Тем временем ребята уже влезли в этот бардак, и Руджери связался с Грондоной, чтобы посмотреть, что будет, и попросить его разрешить мне выйти на поле, так как об этом уже было объявлено, и мы бы заработали больше денег. Грондона ответил ему неласково, очень неласково, хотя потом и захотел объясниться. Сперва он сказал ему, что ни за что не разрешит мне выйти на поле, а затем сообщил, что он предлагал семье Фунеса 50 тысяч долларов, чтобы оплатить больничные счета. И добавил, что матч состоится в июле, когда закончится моя дисквалификация. В довершение ко всему он заявил: «Диего не может играть. Если он это сделает, платить за последствия будете вы».

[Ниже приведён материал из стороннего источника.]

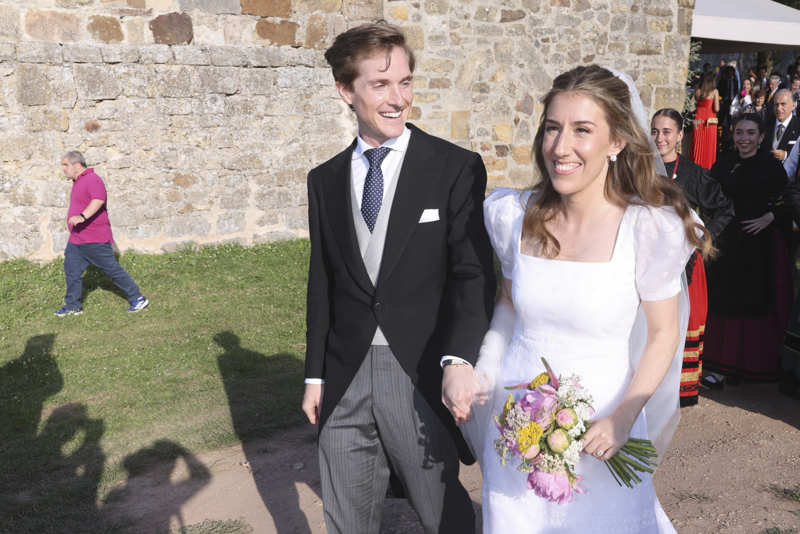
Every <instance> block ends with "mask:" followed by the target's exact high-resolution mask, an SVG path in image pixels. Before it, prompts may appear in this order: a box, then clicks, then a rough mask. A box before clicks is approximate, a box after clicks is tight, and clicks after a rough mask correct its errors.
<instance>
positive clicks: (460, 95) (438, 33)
mask: <svg viewBox="0 0 800 534" xmlns="http://www.w3.org/2000/svg"><path fill="white" fill-rule="evenodd" d="M692 7H693V0H675V1H673V2H663V1H658V2H656V1H650V0H648V1H645V2H642V1H632V0H501V1H486V0H414V1H405V0H32V1H26V2H21V1H16V0H0V111H1V112H2V114H1V115H0V124H2V127H3V128H2V132H3V134H2V135H1V136H0V160H1V161H2V165H0V260H2V259H7V258H11V257H27V258H31V259H37V260H47V259H51V258H53V257H55V256H57V255H59V254H60V253H61V252H62V250H63V247H64V245H65V242H66V239H67V232H66V230H65V228H64V216H65V213H66V206H67V203H68V200H69V199H68V195H69V189H70V182H69V181H68V180H67V179H65V178H63V177H62V175H61V171H60V168H59V159H60V156H61V154H63V152H64V151H66V150H68V149H71V148H77V149H78V150H81V151H83V152H84V153H85V154H86V157H87V161H88V163H89V165H90V166H93V167H95V169H96V171H97V172H98V173H99V174H100V175H101V176H102V177H103V178H104V179H105V181H106V185H107V187H108V191H109V201H108V207H109V214H110V217H111V222H112V226H113V229H114V235H115V238H116V240H117V243H118V245H119V247H120V248H121V249H123V250H124V249H129V248H133V249H136V250H139V251H146V252H157V251H162V250H172V249H175V248H178V247H181V246H185V245H187V244H190V243H218V242H227V241H236V242H241V243H244V244H252V243H255V242H259V241H266V240H274V239H281V238H288V237H300V236H303V235H307V233H306V186H305V175H306V173H307V171H308V170H309V169H310V168H312V167H313V166H315V165H317V164H319V163H321V162H322V161H324V160H326V159H328V158H329V157H331V156H332V155H334V154H335V153H336V152H338V151H340V150H341V149H342V148H344V147H345V146H346V145H347V143H348V142H349V141H350V139H351V138H352V136H353V134H354V132H355V121H354V120H353V116H352V113H351V112H350V111H349V110H348V109H347V107H346V106H345V105H344V104H343V103H342V102H341V101H340V99H339V98H338V96H337V94H336V91H335V89H334V87H333V83H332V77H331V75H330V71H329V69H328V67H327V65H326V63H325V61H324V58H323V56H322V54H323V51H324V50H325V48H326V47H327V46H328V45H329V44H330V42H331V41H332V39H333V36H335V35H336V34H337V33H339V32H341V31H344V30H345V29H347V28H348V27H351V26H353V25H356V24H358V23H360V22H362V21H367V20H375V19H377V18H381V17H382V18H386V19H387V20H389V21H390V22H393V23H396V24H398V25H400V26H402V27H403V28H404V29H405V30H406V32H407V35H408V37H409V39H410V41H411V44H412V46H414V48H415V49H416V50H418V63H417V65H418V67H417V71H416V73H415V86H416V93H415V103H414V109H413V110H412V120H413V121H414V122H415V123H417V124H418V125H420V126H422V127H423V128H424V129H426V130H428V131H430V132H431V133H434V134H436V135H440V136H442V137H445V138H448V139H451V140H453V141H454V142H457V143H458V144H460V145H462V146H465V147H468V148H471V149H473V150H476V151H478V152H480V153H481V155H482V156H483V158H484V160H485V162H486V165H487V168H488V170H489V174H490V181H491V186H495V185H511V186H515V187H524V186H526V185H530V184H531V183H533V181H534V179H535V177H534V175H533V171H532V167H531V163H530V145H531V141H532V138H533V134H534V132H535V128H536V121H537V120H538V115H539V112H540V108H541V106H540V103H539V98H540V97H541V96H542V95H543V94H544V92H545V91H546V90H547V88H548V87H549V85H550V81H551V80H552V78H553V77H554V76H555V75H557V74H558V73H560V72H562V71H563V70H565V69H567V68H570V67H572V66H574V65H576V64H580V63H586V62H599V63H601V64H608V65H611V66H614V67H618V68H622V69H625V70H627V71H628V72H630V73H631V74H632V75H633V77H634V79H636V81H637V84H638V86H639V88H640V90H641V91H642V95H643V98H644V100H645V105H646V106H648V107H649V108H650V109H651V110H654V109H656V108H657V107H661V106H664V105H674V106H678V105H680V103H681V102H682V100H683V87H682V81H683V79H684V78H685V72H686V56H687V54H688V43H689V33H690V27H689V25H690V24H691V11H692Z"/></svg>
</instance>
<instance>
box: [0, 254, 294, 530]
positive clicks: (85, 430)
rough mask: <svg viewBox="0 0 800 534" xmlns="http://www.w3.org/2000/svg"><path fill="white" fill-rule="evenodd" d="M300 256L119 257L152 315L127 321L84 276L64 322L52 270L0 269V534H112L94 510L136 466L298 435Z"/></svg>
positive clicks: (236, 255) (56, 261) (104, 287)
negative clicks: (91, 533) (66, 532)
mask: <svg viewBox="0 0 800 534" xmlns="http://www.w3.org/2000/svg"><path fill="white" fill-rule="evenodd" d="M307 256H308V242H307V241H302V240H301V241H290V242H282V243H274V244H265V245H259V246H255V247H251V248H245V247H241V246H233V245H223V246H217V247H206V248H202V249H199V250H186V251H182V252H177V253H172V254H164V255H143V254H132V253H129V254H124V255H123V256H122V257H121V258H120V263H121V264H122V265H123V266H124V267H125V268H126V269H127V270H128V272H129V273H130V274H131V276H132V277H133V278H134V280H135V281H136V282H137V283H138V284H139V286H140V287H141V289H142V292H143V293H144V294H145V295H146V296H147V297H148V298H149V299H150V302H151V304H150V307H149V308H148V309H146V310H144V311H142V312H140V313H137V314H129V313H127V312H126V311H125V309H126V307H127V302H126V300H125V299H124V297H123V296H122V295H121V294H120V293H119V292H118V290H116V288H115V287H114V286H113V284H112V283H111V281H110V280H108V279H107V278H106V277H105V276H104V275H103V274H102V273H100V272H99V271H97V270H95V269H94V268H91V269H90V270H89V271H88V272H87V274H86V276H85V282H84V294H85V298H84V303H83V308H84V313H83V315H80V316H67V317H63V318H58V317H55V316H54V315H53V311H54V310H56V309H57V308H59V307H60V306H61V305H62V299H63V295H64V289H65V287H64V276H63V272H62V262H61V261H60V260H59V261H54V262H52V263H50V264H47V265H44V266H39V265H37V264H33V263H30V262H27V261H22V260H14V261H9V262H5V263H0V303H2V306H0V421H1V422H2V424H0V466H3V467H0V532H89V531H92V532H99V531H108V532H113V531H117V529H118V527H109V526H107V525H105V524H104V523H103V522H102V521H101V520H100V519H98V517H97V516H98V514H99V512H98V510H99V508H100V507H101V506H102V504H97V505H96V504H95V499H97V500H98V501H102V499H103V498H104V497H105V495H106V494H107V493H108V491H109V490H110V488H111V486H112V484H114V483H116V482H119V481H121V480H125V478H126V477H128V476H129V475H130V474H131V473H133V472H135V471H136V470H140V469H142V468H146V464H147V463H148V462H152V461H153V460H154V459H159V457H164V458H163V459H165V460H174V459H175V457H177V456H179V455H191V454H194V453H198V452H201V451H204V450H209V449H213V448H217V447H221V446H225V445H229V444H232V443H235V442H237V441H240V440H241V441H244V440H248V439H252V438H257V437H263V436H267V435H269V434H271V433H273V432H275V431H277V430H279V429H283V428H287V427H289V426H292V425H296V424H298V423H300V422H301V421H302V414H301V412H300V399H301V395H302V388H303V384H302V376H303V353H304V347H305V344H304V331H305V284H306V265H307ZM156 443H157V445H154V444H156ZM143 464H144V465H143ZM92 497H94V498H92ZM87 503H88V504H87ZM87 507H88V508H87ZM54 508H55V509H57V511H53V509H54ZM87 514H94V515H93V516H92V517H90V516H89V515H87ZM92 521H95V523H92ZM71 522H72V523H71ZM87 522H88V524H90V525H94V526H93V529H89V530H87V528H86V525H87ZM78 525H81V526H82V528H77V526H78ZM73 527H75V528H73Z"/></svg>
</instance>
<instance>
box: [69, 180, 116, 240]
mask: <svg viewBox="0 0 800 534" xmlns="http://www.w3.org/2000/svg"><path fill="white" fill-rule="evenodd" d="M95 198H99V199H100V200H102V201H103V207H101V208H100V209H99V210H98V211H97V213H95V214H94V215H93V216H92V217H91V218H89V220H88V221H86V222H84V223H80V224H76V225H75V226H73V227H71V228H70V234H69V242H70V243H73V244H75V245H82V244H86V243H110V242H112V241H113V240H114V238H113V236H112V235H111V222H110V221H109V220H108V212H107V211H106V186H105V184H104V183H103V180H101V179H100V177H99V176H97V175H96V174H95V173H94V169H86V170H85V171H83V172H82V173H81V174H80V175H79V176H78V177H77V178H76V179H75V181H74V182H73V183H72V191H71V192H70V195H69V211H67V220H69V218H70V217H72V216H73V215H78V214H80V213H81V212H82V211H83V210H84V209H86V207H87V206H88V205H89V202H91V201H92V199H95Z"/></svg>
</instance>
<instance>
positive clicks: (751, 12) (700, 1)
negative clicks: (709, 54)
mask: <svg viewBox="0 0 800 534" xmlns="http://www.w3.org/2000/svg"><path fill="white" fill-rule="evenodd" d="M692 37H693V38H694V39H698V40H700V41H702V43H703V49H702V52H704V53H708V52H732V51H740V52H743V51H747V50H777V49H785V48H800V10H797V9H793V8H791V7H788V6H785V5H783V4H779V3H777V2H773V1H771V0H696V2H695V6H694V15H693V17H692Z"/></svg>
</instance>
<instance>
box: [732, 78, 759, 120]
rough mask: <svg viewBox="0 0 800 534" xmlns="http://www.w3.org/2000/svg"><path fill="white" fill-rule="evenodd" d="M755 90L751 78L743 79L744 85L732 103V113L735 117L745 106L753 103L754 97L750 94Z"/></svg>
mask: <svg viewBox="0 0 800 534" xmlns="http://www.w3.org/2000/svg"><path fill="white" fill-rule="evenodd" d="M752 91H753V82H752V81H750V78H745V79H744V80H742V87H741V88H740V89H739V93H738V94H737V95H736V98H734V99H733V103H731V110H730V115H731V116H732V117H735V116H736V115H739V114H740V113H742V112H743V110H744V108H745V106H749V105H750V104H752V103H753V97H752V96H750V93H751V92H752Z"/></svg>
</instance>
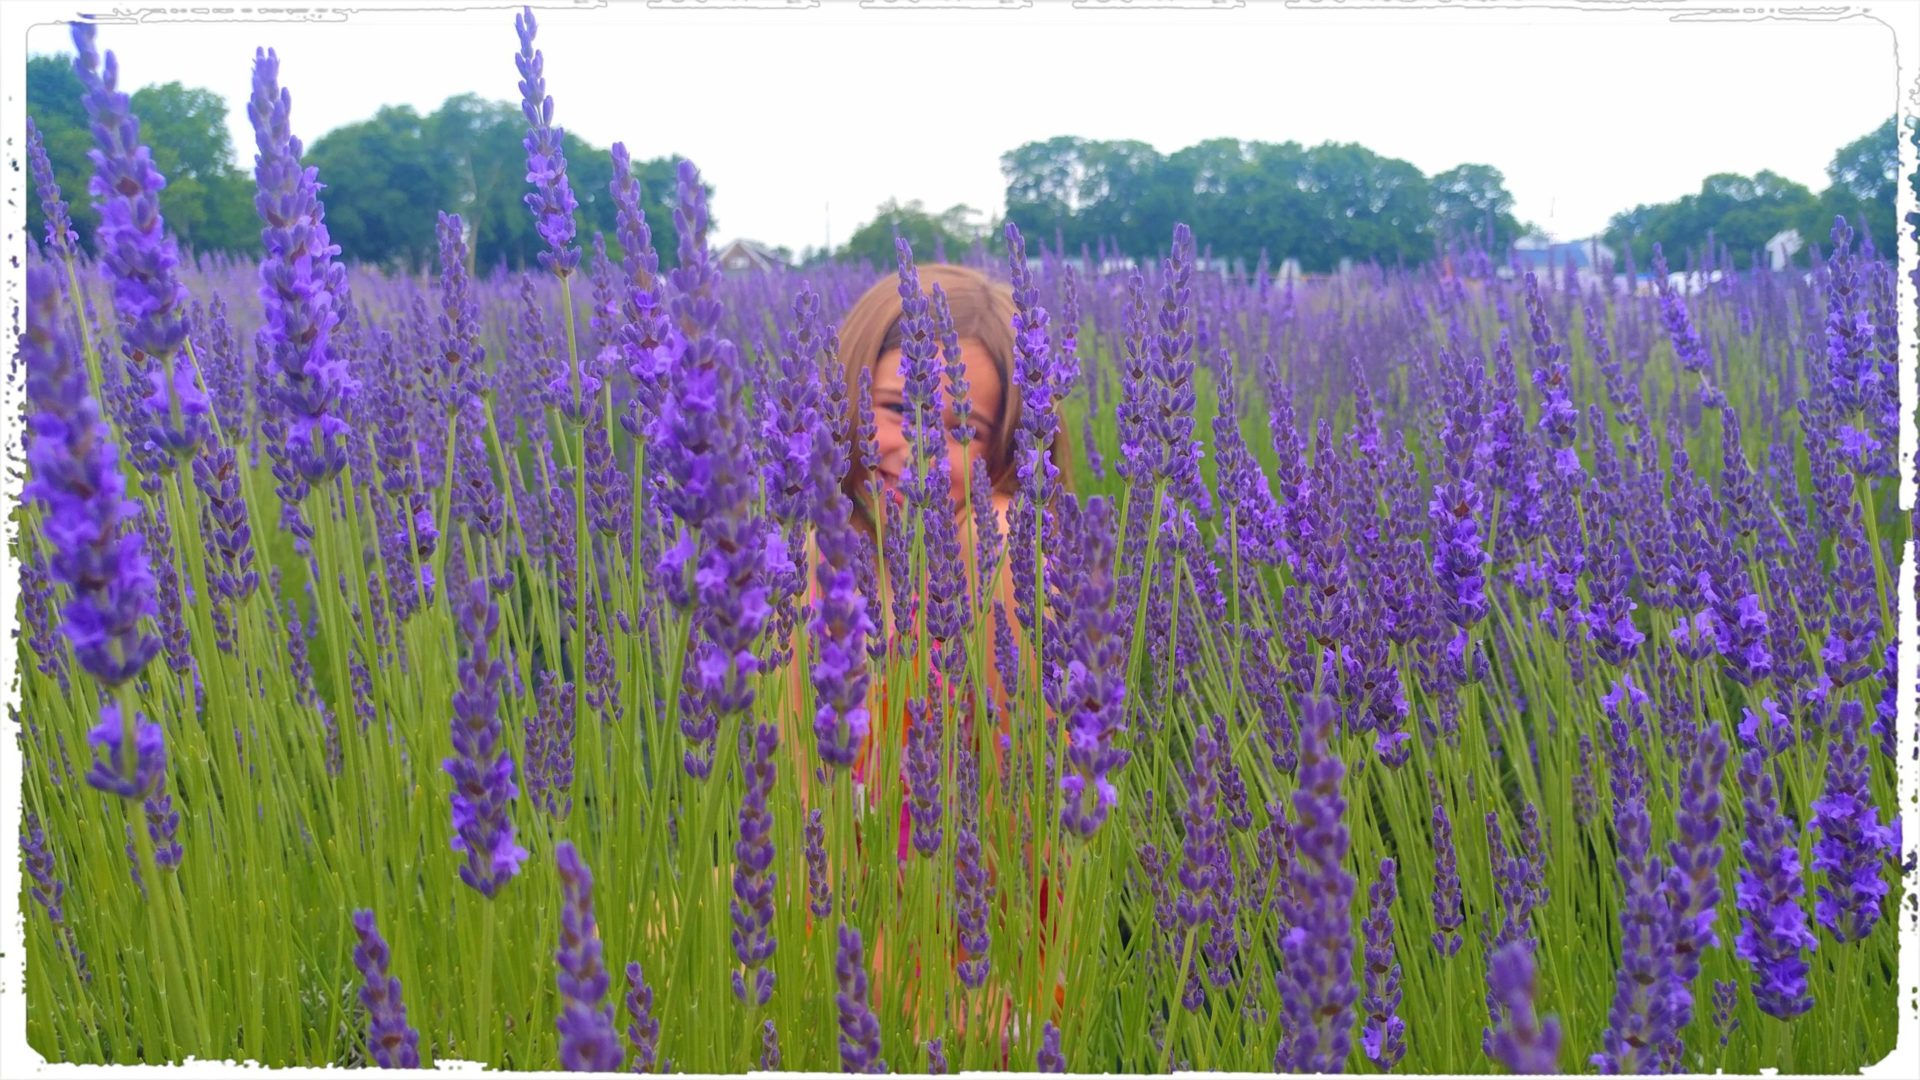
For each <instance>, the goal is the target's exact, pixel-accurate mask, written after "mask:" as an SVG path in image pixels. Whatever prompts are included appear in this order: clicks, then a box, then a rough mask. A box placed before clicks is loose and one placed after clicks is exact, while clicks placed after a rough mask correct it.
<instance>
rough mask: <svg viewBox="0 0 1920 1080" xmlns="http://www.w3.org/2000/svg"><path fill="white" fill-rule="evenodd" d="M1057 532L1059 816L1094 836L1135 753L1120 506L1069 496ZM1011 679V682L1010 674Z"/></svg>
mask: <svg viewBox="0 0 1920 1080" xmlns="http://www.w3.org/2000/svg"><path fill="white" fill-rule="evenodd" d="M1054 525H1056V538H1054V540H1052V542H1050V546H1048V548H1050V557H1048V561H1046V594H1048V607H1046V615H1048V630H1046V640H1050V642H1060V650H1056V651H1050V653H1048V657H1046V659H1048V665H1050V667H1052V678H1050V680H1048V682H1046V701H1048V705H1052V709H1054V713H1056V715H1060V717H1062V719H1064V723H1066V724H1068V763H1069V765H1071V771H1062V776H1060V790H1062V792H1064V794H1066V801H1064V805H1062V809H1060V822H1062V824H1064V826H1066V828H1069V830H1071V832H1075V834H1077V836H1092V834H1094V832H1096V830H1098V828H1100V824H1102V822H1104V821H1106V815H1108V813H1110V811H1112V809H1114V803H1116V801H1117V798H1119V794H1117V790H1116V788H1114V782H1112V778H1110V774H1112V773H1114V771H1117V769H1123V767H1125V765H1127V761H1129V757H1131V753H1129V751H1127V749H1121V748H1116V746H1114V736H1116V734H1119V732H1123V730H1125V696H1127V688H1125V684H1123V673H1125V671H1123V669H1125V636H1123V634H1125V617H1123V613H1121V611H1117V609H1116V603H1114V594H1116V588H1114V544H1116V538H1114V513H1112V503H1108V502H1106V500H1104V498H1098V496H1094V498H1089V500H1087V503H1085V507H1083V505H1081V503H1079V500H1077V498H1075V496H1071V494H1069V496H1068V498H1066V500H1064V502H1062V503H1060V505H1058V509H1056V517H1054ZM1008 686H1012V682H1008Z"/></svg>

Руджери отправился в отель «Elevage», где находились все футболисты, которые должны были принимать участие в этом матче. В общей сложности нас был 41 человек. Когда Руджери пересказал свой диалог с Грондоной, Наварро Монтойя сказал мне: «Диего, теперь ты просто обязан сыграть, обязан как никогда». По ходу собрания я не произнес ни единого слова, только внимательно слушал Руджери, но после этих слов я сказал немного дрожащим голосом: «Да, я буду играть, и мы порвем им задницу».
Некоторые, как например, Диего Латорре, побледнели. «А что будет с нами?» — спросил он, напуганный до смерти.
С нами ничего не могли поделать, ничего: судья Рикардо Калабрия не имел никакого отношения к АФА, так как уже закончил свою карьеру, равно как и его помощники. Необходимую страховку оплатила не федерация, а моя фирма «Maradona Producciones», которая еще и напечатала входные билеты. Матч также организовал я, а не АФА. Вот так мы вышли вместе из отеля и направились на стадион «Велеса». Игра состоялась, и я вновь был там, на поле, с мячом. И вместе с людьми.
То, как поступил Грондона, выглядело ударом по яйцам; он предлагал 50 тысяч долларов за то, чтобы я не выходил на поле. Тогда я ответил ему жестко, как мне сейчас кажется, чересчур жестко. Но, тем не менее, я сказал это: «Авеланжа, Блаттера и прочих начальников никто не будет оплакивать в Аргентине, когда они умрут». И добавил: «Пока Грондона является президентом АФА, я ни за что не вернусь в сборную». Это были очень жесткие слова, но они шли от самого моего сердца.
В раздевалку пришли все, включая руководителей, которые были испуганы сильнее, чем кто-либо, потому что боялись остаться без игроков. Сейчас я думаю, что это пошло им на пользу: все поняли раз и навсегда, кто настоящие хозяева спектакля.
Когда я вышел на поле, меня пробрал озноб. Стоял хмурый вечер, небо было затянуто тучами, но на трибунах собралось полно зрителей. В итоге мы получили более 100000 долларов прибыли, и это только от продажи билетов. С учетом рекламных поступлений наш совокупный доход перевалил за 200000 долларов, и все это пошло семье Фунеса для того, чтобы оплатить его пребывание в санатории и продолжить строительство футбольной школы, названной в его честь.